Globocan 2018 menyebut kanker kulit melanoma ada di urutan ke-23 dalam jumlah kasus kanker terbanyak di Indonesia dan ranking ke-25 untuk tingkat kematian. Paparan berlebih sinar UV memang bisa memicu kanker kulit. Meski demikian, sinar Matahari juga bisa jadi pelindung terhadap sejumlah kanker, seperti kolorektal, payudara, dan prostat.
Berjemur juga bisa membuat tidur malam menjadi lebih pulas. Tidur yang baik itu bisa meningkatkan imunitas tubuh yang sangat dibutuhkan dalam menghadapi wabah korona saat ini.
Namun, berjemur itu bukan dilakukan untuk membunuh virus SARS-CoV2. Sinar UV yang bisa membunuh virus adalah UV C yang tidak sampai ke muka Bumi. Namun, UV C tersebut baru terbukti membunuh SARS-CoV, saudara SARS-CoV2 yang memicu sindrom pernapasan akut berat (SARS), bukan SARS-CoV2 yang memicu penyakit Covid-19.
KOMPAS/BAHANA PATRIA GUPTA—Pegawai Pemkot Surabaya melakukan peregangan tubuh saat berjemur di bawah matahari di Jalan Jimerto, Kota Surabaya, Jawa Timur, Selasa (31/3/2020). Pada Jam 10.00 pagi PNS Kota Surabaya bersama-sama berjemur di bawah matahari untuk meningkatkan daya tahan tubuh di saat terjadi pademi Covid-19 seperti saat ini. Berjemur di bawah matahari berlangsung selama 15 menit.
“UV C sangat berbahaya, manusia tidak boleh terkena,” kata Dan Arnold, ahli dari UV Light Technology di Inggris kepada BBC, 27 Maret 2020. Namun UV C artifisial banyak dimanfaatkan untuk disinfektan lantai rumah sakit, angkutan umum, hingga uang di bank. Jika UV B butuh beberapa jam untuk membuat kulit terbakar, maka UV C hanya butuh beberapa detik.
Situasi itu membuat masyarakat perlu mencari keseimbangan. Masyarakat tak perlu khawatir berjemur sepanjang tahu kapan, berapa lama dan cara berjemur. Tidak semua yang terkait Matahari buruk bagi kesehatan. Studi Siti bisa dijadikan acuan tentang waktu dan lama berjemur di Indonesia, 7,5 menit pukul 11.00-13.00 dan 25 menit pukul 9.00-10.00.

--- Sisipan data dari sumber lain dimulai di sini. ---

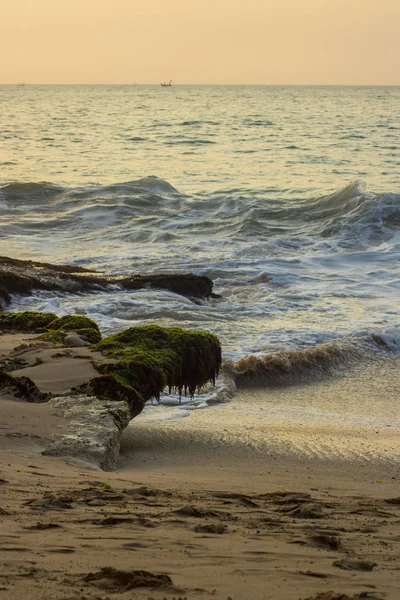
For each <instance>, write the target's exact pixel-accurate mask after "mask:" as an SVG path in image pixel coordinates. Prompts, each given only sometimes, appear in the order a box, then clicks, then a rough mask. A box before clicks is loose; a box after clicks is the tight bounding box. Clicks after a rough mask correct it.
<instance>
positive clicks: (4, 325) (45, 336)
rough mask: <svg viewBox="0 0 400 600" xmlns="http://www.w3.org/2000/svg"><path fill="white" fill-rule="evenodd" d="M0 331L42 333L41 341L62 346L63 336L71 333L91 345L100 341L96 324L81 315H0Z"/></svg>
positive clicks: (47, 314)
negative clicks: (41, 340) (82, 338)
mask: <svg viewBox="0 0 400 600" xmlns="http://www.w3.org/2000/svg"><path fill="white" fill-rule="evenodd" d="M0 329H1V330H2V331H4V332H21V333H42V336H41V339H42V340H44V341H47V342H51V343H55V344H62V343H63V342H64V337H65V335H66V334H67V333H70V332H72V331H74V332H75V333H77V334H78V335H80V336H82V337H83V338H84V339H85V340H87V341H88V342H90V343H91V344H96V343H97V342H99V341H100V340H101V335H100V331H99V326H98V325H97V323H95V322H94V321H92V319H89V318H88V317H85V316H82V315H66V316H64V317H57V315H55V314H53V313H40V312H33V311H25V312H20V313H0Z"/></svg>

Namun, waktu berjemur itu juga perlu disesuaikan dengan kondisi kesehatan tiap orang. Orang berkulit gelap, kegemukan, lansia, perempuan pascamenopause membutuhkan waktu sedikit lebih lama berjemur. Secara umum, seperti dikutip dari webmd.com, 8 Februari 2020, berjemur 5-15 menit cukup. Namun bagi yang berkulit gelap bisa sampai 30 menit.
Bagi perempuan berhijab, Siti menyarankan agar berjemur di area rumah pribadi yang terkena sinar Matahari langsung. “Usahakan wajah, lengan dan telapak tangan terkena sinar Matahari, atau bisa dimodifikasi pada area tubuh lain seperti kaki dan punggung,” katanya.

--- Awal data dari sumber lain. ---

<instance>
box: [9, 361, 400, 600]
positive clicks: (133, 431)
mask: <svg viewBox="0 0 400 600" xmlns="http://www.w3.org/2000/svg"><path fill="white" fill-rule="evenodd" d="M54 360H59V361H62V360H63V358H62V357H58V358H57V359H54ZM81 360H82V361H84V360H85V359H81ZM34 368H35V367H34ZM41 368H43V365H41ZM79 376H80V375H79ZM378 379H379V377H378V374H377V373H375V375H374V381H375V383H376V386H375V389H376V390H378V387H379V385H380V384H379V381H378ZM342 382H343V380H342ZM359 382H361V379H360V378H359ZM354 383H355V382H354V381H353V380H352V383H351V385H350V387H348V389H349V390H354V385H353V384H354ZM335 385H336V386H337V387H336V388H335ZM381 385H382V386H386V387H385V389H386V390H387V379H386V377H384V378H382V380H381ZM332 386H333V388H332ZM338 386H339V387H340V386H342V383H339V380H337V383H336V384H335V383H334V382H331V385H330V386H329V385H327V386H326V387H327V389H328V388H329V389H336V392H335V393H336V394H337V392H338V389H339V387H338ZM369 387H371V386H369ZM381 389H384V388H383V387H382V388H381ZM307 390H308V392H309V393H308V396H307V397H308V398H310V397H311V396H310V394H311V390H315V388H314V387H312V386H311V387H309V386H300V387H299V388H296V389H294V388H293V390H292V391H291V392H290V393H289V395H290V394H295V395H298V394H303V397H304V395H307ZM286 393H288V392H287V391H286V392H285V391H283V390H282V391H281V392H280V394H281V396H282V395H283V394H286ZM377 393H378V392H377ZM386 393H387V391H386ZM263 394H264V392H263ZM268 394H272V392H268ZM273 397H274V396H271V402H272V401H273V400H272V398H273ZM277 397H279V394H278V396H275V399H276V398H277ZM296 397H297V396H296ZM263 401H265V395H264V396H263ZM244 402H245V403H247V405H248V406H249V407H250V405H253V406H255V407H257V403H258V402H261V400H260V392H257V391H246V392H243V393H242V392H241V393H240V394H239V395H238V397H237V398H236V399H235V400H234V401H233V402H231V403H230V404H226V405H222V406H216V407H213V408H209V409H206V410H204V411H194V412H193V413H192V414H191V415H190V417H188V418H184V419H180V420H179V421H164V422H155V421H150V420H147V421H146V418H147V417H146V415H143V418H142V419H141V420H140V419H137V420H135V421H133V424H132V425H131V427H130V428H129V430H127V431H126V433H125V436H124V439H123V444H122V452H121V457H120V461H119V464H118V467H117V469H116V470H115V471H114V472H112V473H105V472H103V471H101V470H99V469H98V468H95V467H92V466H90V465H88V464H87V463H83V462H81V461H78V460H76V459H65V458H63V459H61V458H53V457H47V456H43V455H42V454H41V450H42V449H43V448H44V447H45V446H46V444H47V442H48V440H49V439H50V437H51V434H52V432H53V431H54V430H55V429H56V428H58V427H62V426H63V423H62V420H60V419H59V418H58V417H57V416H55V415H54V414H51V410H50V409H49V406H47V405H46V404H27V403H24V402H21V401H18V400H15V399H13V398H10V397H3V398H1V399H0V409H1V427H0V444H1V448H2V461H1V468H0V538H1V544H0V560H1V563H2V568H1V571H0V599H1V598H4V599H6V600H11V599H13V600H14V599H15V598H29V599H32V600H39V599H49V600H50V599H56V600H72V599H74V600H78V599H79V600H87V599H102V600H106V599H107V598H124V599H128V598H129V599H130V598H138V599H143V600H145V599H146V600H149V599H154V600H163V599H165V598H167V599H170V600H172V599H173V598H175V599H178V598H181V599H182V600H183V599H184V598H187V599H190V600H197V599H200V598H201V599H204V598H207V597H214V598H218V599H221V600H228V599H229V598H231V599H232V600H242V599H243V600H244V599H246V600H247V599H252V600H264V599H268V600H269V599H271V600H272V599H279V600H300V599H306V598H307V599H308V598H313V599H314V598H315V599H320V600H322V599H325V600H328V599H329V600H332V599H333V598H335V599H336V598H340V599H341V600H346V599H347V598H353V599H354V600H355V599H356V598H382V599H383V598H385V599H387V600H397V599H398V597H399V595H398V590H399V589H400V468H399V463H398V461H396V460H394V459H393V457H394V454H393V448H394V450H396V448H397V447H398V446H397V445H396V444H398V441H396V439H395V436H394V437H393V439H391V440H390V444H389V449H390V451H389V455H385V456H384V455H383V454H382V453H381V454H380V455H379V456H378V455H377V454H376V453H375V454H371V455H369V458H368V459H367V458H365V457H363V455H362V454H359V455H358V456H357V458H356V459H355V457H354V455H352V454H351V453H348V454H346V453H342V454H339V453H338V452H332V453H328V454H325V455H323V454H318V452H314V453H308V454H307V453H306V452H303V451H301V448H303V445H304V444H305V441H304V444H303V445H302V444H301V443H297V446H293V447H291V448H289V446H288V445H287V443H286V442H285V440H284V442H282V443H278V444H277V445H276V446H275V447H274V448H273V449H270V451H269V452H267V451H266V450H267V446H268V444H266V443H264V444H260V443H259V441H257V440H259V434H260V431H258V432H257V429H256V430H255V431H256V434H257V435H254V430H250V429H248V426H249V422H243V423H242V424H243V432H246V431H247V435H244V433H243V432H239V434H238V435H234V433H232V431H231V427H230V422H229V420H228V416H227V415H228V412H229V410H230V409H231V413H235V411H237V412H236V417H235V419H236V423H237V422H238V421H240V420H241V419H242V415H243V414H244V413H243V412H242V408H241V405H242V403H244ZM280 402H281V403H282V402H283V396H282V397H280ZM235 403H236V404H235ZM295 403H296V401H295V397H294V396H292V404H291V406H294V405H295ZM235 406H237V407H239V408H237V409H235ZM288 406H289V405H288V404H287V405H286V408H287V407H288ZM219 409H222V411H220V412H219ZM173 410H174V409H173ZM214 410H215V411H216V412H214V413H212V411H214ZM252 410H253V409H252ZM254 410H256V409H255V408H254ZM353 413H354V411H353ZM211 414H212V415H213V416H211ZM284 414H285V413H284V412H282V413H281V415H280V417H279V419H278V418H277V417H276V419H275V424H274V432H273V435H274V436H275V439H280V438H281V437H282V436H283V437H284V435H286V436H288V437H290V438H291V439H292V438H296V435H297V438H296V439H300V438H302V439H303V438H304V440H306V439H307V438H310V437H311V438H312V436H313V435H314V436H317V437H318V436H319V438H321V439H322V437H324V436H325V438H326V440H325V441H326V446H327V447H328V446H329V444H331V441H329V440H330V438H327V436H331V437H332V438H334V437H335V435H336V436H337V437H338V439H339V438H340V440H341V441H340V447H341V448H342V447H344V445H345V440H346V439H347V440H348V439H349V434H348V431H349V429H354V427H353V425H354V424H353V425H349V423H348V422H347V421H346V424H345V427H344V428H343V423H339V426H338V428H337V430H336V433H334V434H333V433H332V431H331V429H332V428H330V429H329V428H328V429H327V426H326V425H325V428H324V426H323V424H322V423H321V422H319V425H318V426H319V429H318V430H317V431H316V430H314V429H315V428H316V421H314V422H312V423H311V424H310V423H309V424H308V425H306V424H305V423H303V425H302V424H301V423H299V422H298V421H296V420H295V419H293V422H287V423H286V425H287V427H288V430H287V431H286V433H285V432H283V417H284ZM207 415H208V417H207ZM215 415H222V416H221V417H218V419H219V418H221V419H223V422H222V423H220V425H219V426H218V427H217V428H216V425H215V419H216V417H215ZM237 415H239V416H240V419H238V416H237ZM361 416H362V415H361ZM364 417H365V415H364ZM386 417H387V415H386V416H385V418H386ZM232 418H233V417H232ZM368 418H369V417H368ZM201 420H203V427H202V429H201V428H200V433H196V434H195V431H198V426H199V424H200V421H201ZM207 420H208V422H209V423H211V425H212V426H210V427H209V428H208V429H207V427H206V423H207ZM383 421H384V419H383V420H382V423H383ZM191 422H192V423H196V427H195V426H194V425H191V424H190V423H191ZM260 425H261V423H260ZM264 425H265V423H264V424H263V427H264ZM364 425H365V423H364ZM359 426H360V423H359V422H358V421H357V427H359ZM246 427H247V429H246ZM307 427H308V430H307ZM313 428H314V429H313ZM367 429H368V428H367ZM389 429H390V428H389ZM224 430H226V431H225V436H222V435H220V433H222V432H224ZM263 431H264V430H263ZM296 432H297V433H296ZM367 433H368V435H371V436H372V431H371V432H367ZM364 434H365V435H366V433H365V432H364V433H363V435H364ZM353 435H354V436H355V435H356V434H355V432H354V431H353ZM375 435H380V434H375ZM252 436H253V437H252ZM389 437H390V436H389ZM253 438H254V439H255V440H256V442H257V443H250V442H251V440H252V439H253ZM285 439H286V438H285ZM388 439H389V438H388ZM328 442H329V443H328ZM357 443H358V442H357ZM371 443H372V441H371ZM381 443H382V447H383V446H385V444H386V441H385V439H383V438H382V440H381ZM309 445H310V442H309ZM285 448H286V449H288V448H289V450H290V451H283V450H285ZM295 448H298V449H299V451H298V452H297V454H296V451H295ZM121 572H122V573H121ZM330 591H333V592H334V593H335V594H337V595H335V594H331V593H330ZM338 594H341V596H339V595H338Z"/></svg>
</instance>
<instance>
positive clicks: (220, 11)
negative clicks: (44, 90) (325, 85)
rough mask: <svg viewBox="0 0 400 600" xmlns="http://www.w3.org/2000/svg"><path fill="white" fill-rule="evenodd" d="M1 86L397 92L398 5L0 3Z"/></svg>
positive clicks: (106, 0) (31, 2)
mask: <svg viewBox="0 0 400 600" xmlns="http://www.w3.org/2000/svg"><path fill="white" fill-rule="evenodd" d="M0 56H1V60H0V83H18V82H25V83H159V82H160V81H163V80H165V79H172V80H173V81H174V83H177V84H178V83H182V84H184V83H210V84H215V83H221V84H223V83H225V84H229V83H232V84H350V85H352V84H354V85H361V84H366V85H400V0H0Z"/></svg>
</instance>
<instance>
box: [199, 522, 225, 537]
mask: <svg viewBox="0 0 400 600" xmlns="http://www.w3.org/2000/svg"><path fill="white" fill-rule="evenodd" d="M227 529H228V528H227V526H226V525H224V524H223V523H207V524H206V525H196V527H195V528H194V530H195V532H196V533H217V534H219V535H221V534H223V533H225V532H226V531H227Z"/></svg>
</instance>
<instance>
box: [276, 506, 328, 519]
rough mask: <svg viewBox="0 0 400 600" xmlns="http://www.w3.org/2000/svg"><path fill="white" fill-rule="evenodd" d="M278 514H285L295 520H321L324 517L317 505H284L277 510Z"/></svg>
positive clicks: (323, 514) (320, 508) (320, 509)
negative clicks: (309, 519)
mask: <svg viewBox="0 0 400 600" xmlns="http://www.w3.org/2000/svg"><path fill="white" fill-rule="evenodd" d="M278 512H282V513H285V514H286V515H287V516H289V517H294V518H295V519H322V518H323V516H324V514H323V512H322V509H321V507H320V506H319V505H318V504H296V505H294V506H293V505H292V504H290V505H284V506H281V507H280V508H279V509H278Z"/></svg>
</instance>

KOMPAS/ALIF ICHWAN—Satu keluarga yang tinggal di kawasan Pejaten, Pasar Minggu. Jakarta, Minggu (28/3/2020) memanfaatkan sinar matahari pagi dengan berjemur teras rumah. Berjemur saat ini menjadi aktivitas banyak orang, saat pandemi Covid-19 meluas di berbagai tempat.

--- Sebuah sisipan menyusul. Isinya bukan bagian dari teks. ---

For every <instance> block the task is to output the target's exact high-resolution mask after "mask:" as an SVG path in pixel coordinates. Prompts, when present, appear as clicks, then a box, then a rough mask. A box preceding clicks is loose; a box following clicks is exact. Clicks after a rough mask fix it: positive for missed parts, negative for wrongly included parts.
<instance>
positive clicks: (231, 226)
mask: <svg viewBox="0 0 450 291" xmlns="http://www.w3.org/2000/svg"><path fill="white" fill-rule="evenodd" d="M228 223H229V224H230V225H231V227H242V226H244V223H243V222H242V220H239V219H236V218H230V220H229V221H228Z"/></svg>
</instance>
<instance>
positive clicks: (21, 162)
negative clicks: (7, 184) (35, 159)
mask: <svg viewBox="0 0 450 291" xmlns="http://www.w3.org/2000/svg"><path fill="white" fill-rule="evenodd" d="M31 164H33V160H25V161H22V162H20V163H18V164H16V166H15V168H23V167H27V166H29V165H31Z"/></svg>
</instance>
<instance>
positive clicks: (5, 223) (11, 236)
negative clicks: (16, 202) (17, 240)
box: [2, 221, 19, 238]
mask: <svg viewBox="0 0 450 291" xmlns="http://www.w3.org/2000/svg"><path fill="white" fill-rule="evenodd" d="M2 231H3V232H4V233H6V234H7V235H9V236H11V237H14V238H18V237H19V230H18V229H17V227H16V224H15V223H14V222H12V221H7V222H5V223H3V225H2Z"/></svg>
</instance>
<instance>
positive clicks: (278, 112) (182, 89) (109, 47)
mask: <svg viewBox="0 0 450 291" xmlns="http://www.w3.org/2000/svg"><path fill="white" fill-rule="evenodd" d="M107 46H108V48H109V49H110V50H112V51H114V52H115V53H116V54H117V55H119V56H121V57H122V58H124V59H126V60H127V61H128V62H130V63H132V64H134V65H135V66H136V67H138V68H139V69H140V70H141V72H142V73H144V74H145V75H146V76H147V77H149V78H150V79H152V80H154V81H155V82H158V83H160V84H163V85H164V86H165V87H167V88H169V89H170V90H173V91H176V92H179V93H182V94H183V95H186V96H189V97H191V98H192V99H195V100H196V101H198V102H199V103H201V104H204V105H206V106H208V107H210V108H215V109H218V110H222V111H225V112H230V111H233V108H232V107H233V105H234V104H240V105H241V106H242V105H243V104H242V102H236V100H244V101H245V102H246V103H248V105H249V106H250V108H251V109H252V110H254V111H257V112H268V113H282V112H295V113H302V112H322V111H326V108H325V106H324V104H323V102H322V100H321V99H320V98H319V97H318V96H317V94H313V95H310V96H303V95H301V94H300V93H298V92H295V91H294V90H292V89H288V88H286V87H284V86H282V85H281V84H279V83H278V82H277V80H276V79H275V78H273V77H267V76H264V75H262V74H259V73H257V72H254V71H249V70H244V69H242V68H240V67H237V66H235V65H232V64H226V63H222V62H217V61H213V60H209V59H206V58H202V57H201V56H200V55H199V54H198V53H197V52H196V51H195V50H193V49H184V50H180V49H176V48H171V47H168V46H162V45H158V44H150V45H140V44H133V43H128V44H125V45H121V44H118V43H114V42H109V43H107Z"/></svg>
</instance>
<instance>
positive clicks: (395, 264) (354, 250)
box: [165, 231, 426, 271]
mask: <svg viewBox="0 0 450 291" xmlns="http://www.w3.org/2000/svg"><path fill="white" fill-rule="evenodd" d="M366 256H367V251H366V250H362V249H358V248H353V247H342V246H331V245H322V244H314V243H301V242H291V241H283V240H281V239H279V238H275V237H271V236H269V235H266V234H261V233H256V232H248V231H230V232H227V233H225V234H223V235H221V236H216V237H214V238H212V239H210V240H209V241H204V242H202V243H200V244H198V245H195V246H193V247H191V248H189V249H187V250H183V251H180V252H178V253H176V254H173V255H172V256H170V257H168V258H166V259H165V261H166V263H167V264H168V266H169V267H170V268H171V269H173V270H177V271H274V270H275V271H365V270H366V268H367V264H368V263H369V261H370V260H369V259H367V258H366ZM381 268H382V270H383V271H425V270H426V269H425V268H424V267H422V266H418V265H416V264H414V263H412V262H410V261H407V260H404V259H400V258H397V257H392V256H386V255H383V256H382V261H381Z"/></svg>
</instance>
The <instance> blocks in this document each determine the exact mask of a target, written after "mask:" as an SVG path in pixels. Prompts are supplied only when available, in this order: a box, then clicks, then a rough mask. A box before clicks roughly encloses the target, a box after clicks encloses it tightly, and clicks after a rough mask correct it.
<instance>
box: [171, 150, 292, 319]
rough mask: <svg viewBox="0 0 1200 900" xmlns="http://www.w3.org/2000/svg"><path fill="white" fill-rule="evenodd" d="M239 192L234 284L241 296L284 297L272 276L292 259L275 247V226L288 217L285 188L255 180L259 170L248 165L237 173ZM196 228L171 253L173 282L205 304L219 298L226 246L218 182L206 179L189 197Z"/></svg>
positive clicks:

Menurut Dhani, kain yang menghalangi kulit bisa menyerap UV B. Akibatnya, yang sampai di kulit bukan UV B yang dibutuhkan bagi kesehatan, tetapi hanya sinar inframerah yang menimbulkan rasa panas saja.
Karena itu, ayo berjemur secara terukur. Menikmati karunia terbesar negeri khatulistiwa, sinar Matahari. Bukan hanya penting untuk kesehatan raga, namun juga untuk kesejahteraan jiwa.